As everyone knows, the early years in Auroville were tough. “There was no electricity, no tape recorder, only live village music. I changed my original name to Nadaka just like that. Only seven years later did I realise its meaning. It is the sound of OM. It means the one who carries sound,” he reveals.

Nadaka met with many well-known musicians but the greatest influence was from Nemat Daman, a Sufi musician from Iran. “He taught me that music was about silence. He would play for eight hours in silence and magic would happen from the space around him. I was beginning to feel the necessity to go into the source of sound.” Music had the influence of healing and Nadaka had found it. Like so many others who come to Auroville.

We have long known of the power of sound and music to affect our emotions and moods and ultimately our physical bodies. Tribal music, ceremonial music, devotional music and spiritual chanting are a few well-known examples of how sound can be used to create change. Intense use of ritual chanting can create altered states so powerful that people are known to become impervious to pain during such periods.

Prisoners of war have endured incredible situations such as starvation, isolation and physical punishment by humming and singing whenever possible to maintain their sense of self and ultimately keep themselves alive.

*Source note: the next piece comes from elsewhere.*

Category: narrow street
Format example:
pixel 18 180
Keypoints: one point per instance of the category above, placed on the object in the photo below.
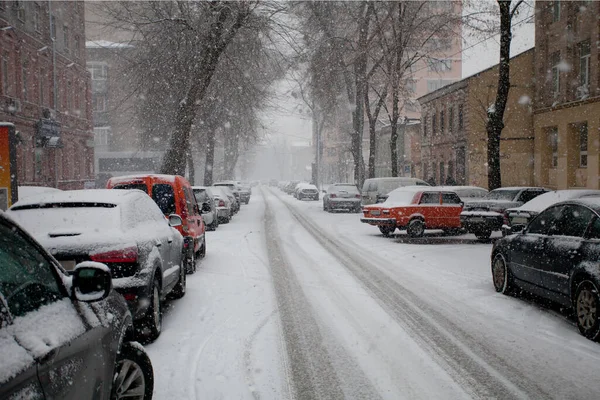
pixel 292 302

Sound has long been used as a communication tool since the beginning of time. Native Americans sent messages by drumbeats. They developed ritual songs and dances for rain, war, hunting, good harvest, marriages and so on.

“Can music help reconfigure the brain?” asks Stefano. “It may be strange to think of rappers and rockers as masters of modern therapy – but current research indicates that time spent listening to music is often time well spent. Music and sound have great potential.”